FC Montreal Reminisce on Four-Game Road Trip

Four-Point Tally Positive To Head Coach Eullaffroy

Using Montreal Impact first team strikers like Cameron Porter (middle) is top of FC Montreal’s plan for goal scoring. Photo Alexander Perez

Back from their longest road trip of the 2016 United Soccer League season, FC Montreal held a positive assessment to the stint that brought 4 points home.

“I think it helped us on the field and I think it really showed especially in the last game,” said right back Zachary Sukunda. “We had a lot of chemistry, everything was sort of coming back and it was more fluid.”

“It helps to bond the players and the common objectives because we live the same thing at the same place, at the same time,” said head coach Philippe Eullaffroy.

The trip started with a 2-1 loss to FC Cincinnati and its 15 000 fans. Then the team travelled up to Toronto where Montreal was minutes from a win but drew 1-1. The team then went south to Pittsburgh where they lost 2-1 to the Riverhounds, finally the trip came to an end with a 3-2 thriller win against the Harrisburg City Islanders.

One of the reasons Eullaffroy found this road trip positive was the fight his players showed despite the knocks the team suffered in the past two weeks.

The reaction and rage they had in the last game was very reassuring. – Philippe Eullaffroy

During the 1-1 draw against Toronto FC II, defender Simon Lemire picked up an injury that “looks like it’s important” and midfielder Marco Dominguez has been ruled out for four to six weeks.

Midfielder Jeremy Gagnon-Laparé also picked up a head knock which left him with stitches.
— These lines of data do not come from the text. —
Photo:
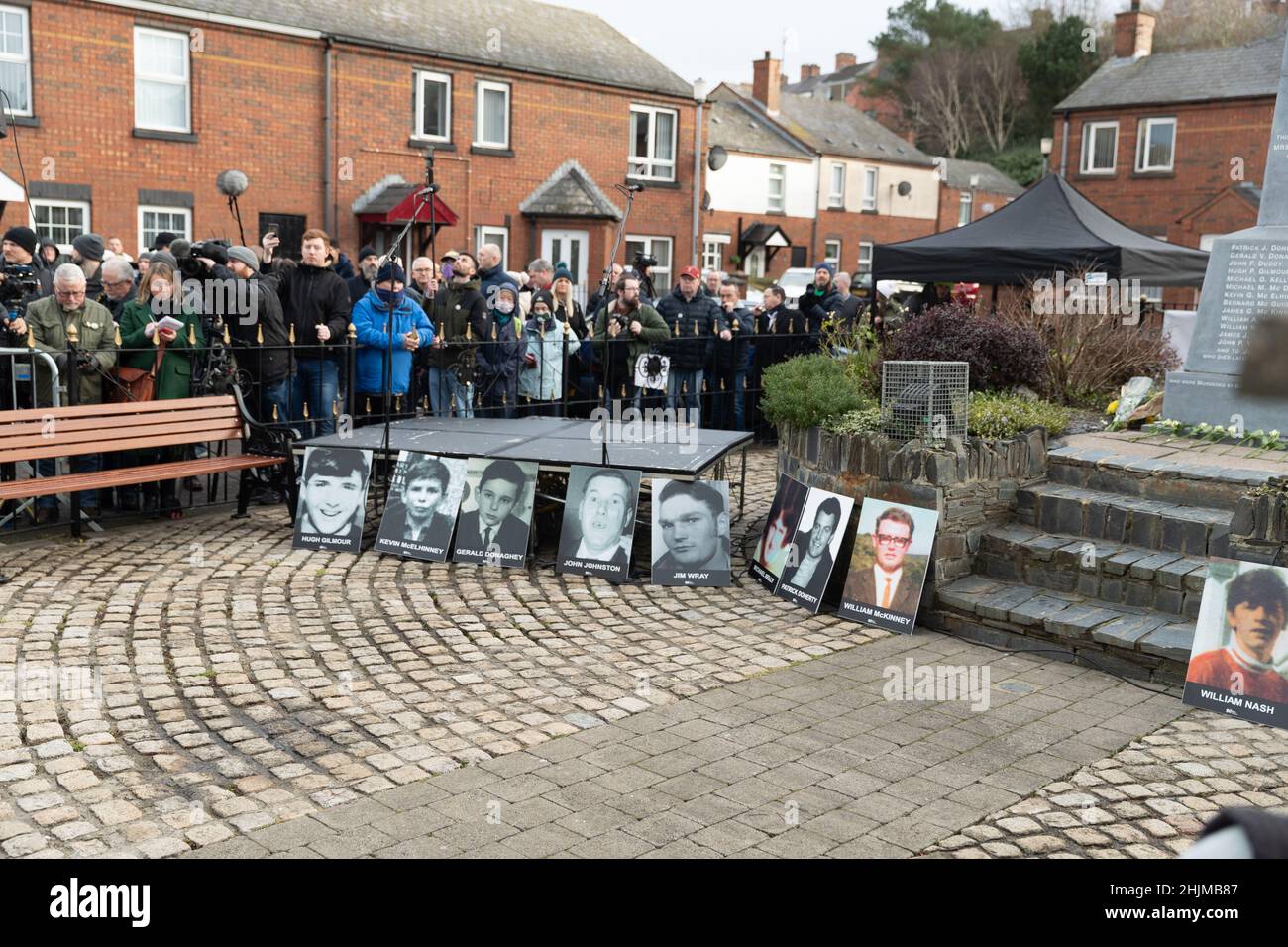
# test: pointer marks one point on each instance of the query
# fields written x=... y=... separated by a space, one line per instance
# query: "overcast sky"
x=717 y=42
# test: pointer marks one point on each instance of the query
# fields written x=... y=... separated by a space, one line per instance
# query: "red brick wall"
x=1209 y=136
x=258 y=103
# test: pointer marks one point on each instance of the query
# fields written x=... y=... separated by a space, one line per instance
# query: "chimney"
x=765 y=82
x=1133 y=33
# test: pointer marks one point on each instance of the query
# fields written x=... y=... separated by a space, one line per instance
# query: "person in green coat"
x=141 y=334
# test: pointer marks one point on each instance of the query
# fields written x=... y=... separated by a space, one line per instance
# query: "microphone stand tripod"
x=425 y=196
x=630 y=191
Add to this a number of under-18 players that left to play with the Impact u18s in the United States Soccer Development Academy playoffs

“When you’re in the fourth game in 11 days, you have injuries, you have players that left so you didn’t rest a lot of players, and in the end you have two players on the bench,” Eullaffroy said. “The reaction and rage they had in the last game was very reassuring.”

The Jackson-Hamel Effect

For the first time this season, FC Montreal managed to score at least once in four consecutive games.
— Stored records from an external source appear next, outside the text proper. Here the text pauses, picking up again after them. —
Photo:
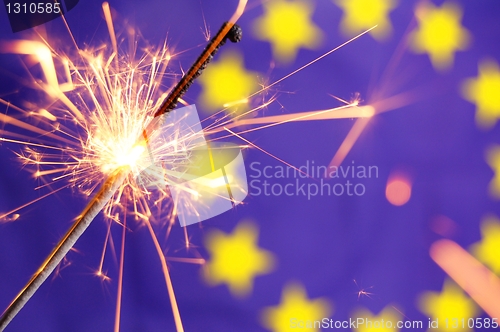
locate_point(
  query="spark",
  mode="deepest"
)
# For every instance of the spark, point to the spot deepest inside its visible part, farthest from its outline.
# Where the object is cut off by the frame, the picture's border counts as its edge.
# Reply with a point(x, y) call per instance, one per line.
point(363, 291)
point(98, 126)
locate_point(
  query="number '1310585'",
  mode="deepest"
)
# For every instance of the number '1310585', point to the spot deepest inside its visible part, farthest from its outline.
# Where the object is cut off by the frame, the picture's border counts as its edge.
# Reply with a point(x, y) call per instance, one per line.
point(33, 8)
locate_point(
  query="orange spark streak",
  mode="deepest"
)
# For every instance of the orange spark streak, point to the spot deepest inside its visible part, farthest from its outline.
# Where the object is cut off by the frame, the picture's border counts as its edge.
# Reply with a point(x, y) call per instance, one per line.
point(312, 62)
point(120, 275)
point(268, 153)
point(299, 69)
point(35, 200)
point(101, 263)
point(343, 112)
point(199, 261)
point(474, 278)
point(170, 288)
point(349, 141)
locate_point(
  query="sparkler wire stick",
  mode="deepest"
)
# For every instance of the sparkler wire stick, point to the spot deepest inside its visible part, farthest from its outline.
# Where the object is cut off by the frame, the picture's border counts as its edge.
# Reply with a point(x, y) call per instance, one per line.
point(229, 30)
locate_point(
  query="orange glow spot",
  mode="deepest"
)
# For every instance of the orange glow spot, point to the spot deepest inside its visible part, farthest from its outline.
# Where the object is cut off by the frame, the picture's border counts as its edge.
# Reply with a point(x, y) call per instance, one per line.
point(398, 190)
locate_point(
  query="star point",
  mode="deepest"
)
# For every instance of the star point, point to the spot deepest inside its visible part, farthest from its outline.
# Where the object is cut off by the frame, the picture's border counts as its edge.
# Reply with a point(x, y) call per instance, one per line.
point(440, 33)
point(236, 260)
point(361, 15)
point(295, 311)
point(483, 91)
point(488, 249)
point(226, 82)
point(287, 25)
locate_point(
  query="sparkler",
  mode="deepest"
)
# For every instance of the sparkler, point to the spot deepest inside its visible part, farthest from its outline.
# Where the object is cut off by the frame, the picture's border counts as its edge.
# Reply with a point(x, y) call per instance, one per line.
point(121, 110)
point(228, 31)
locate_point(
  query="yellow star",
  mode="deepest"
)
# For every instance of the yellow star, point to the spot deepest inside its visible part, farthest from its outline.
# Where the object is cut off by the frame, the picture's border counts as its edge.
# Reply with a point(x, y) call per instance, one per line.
point(226, 82)
point(386, 320)
point(440, 33)
point(360, 15)
point(295, 311)
point(449, 308)
point(287, 26)
point(493, 158)
point(236, 259)
point(483, 91)
point(488, 250)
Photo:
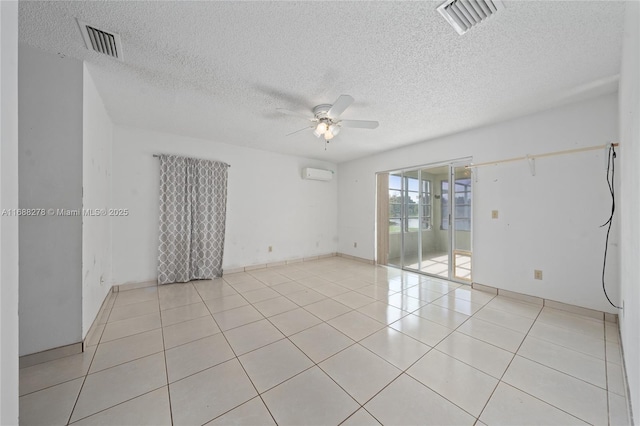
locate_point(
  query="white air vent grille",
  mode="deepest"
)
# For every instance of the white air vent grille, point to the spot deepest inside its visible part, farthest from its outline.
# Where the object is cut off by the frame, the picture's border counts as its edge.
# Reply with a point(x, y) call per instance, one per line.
point(464, 14)
point(101, 41)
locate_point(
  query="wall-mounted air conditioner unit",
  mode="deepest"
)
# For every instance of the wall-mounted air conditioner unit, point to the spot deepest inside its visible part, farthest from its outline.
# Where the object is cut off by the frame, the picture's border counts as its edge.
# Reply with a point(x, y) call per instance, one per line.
point(316, 174)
For Eullaffroy, Anthony Jackson-Hamel, an Impact first team player who played in three of the last four games, was the catalyst. The Québec City native came back to fitness at the right moment as no true strikers were available to Eullaffroy.
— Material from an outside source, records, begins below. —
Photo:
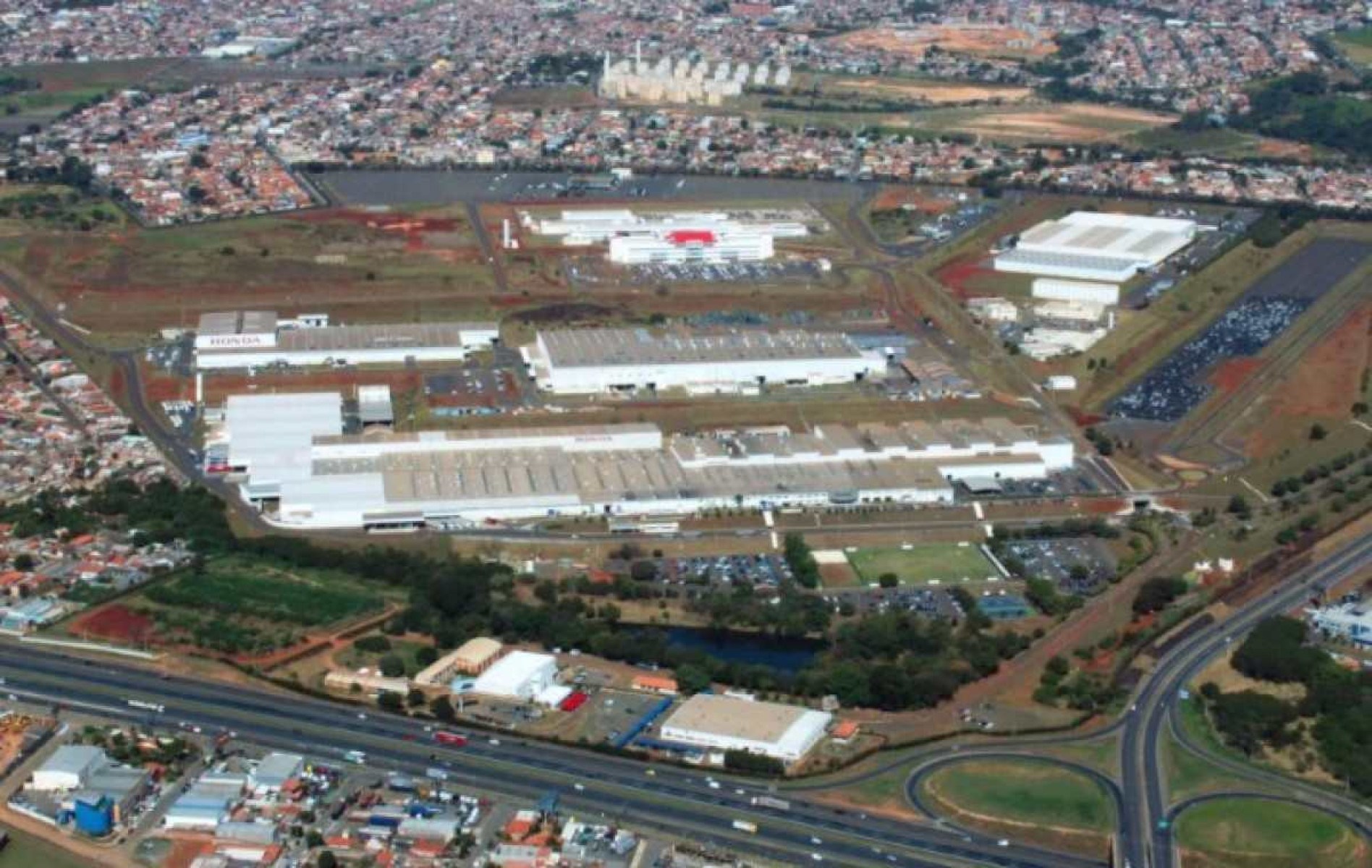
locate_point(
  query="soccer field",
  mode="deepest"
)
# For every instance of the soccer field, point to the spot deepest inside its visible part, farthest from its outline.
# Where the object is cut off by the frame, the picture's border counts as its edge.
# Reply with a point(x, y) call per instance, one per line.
point(944, 563)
“Having a striker is a life saver. Last year we started to get going when Jacques Haman arrived,” said Eullaffroy. “Because from the start of the season we don’t play with a striker and in soccer, when we play with a striker it changes a lot of things, especially to score goals.”

Having played the beginning of the season without a striker has affected the team but Eullaffroy does not have a plan to acquire a striker for his team. Instead, they will rely the plan they had all along, playing some of the strikers on the first team.

“The pros had four strikers with Didier Drogba, Michael Salazar, Cameron Porter, and Anthony Jackson-Hamel with a system where Mauro [Biello] played with one striker,” said Eullaffroy. “That meant that there would have been at least two strikers available for the USL team. Unfortunately, with the injuries it didn’t happen this way.”

“Now we’re getting back in order with Jackson and Cameron coming back to fitness.”

FC Montreal’s modus operandi stays the same for Eullaffroy. The team is there to give playing time to players that are coming back from injury and lack fitness and it is working wonders with Jackson-Hamel.

FC Montreal head coach Philippe Eullaffroy. Photo Tristan D’Amours

Road Trip Springboard?

After his time on the road, Sukunda hopes that the team can bounce back and recreate last season’s winning streak that dubbed them one of the hottest teams in the USL.

I think after our last performances, we defended really well [in the last three halves of soccer] we’ve played,” said Sukunda. “I think that apart from the last 15 minutes in Harrisburg, we had a very good game and I really hope we’re going to shoot up from this and it’s going to be positive from there.”

The Ottawa native has had a rough start to 2016. After coming back from injury, Sukunda played on the left side of the defense and was eventually brought back to his preferred right side and managed to score his first professional goal in the 3-2 win against Harrisburg.

“I really think that getting back on my right foot helps me with my confidence to whip in crosses,” said Sukunda. “In Harrisburg I was getting forward and even with the goal I don’t think with my left foot I would have been able to have hit that as I wanted to.”

FC Montreal is now set to host Orlando City B on Sunday June 26 at Complexe Sportif Claude Robillard.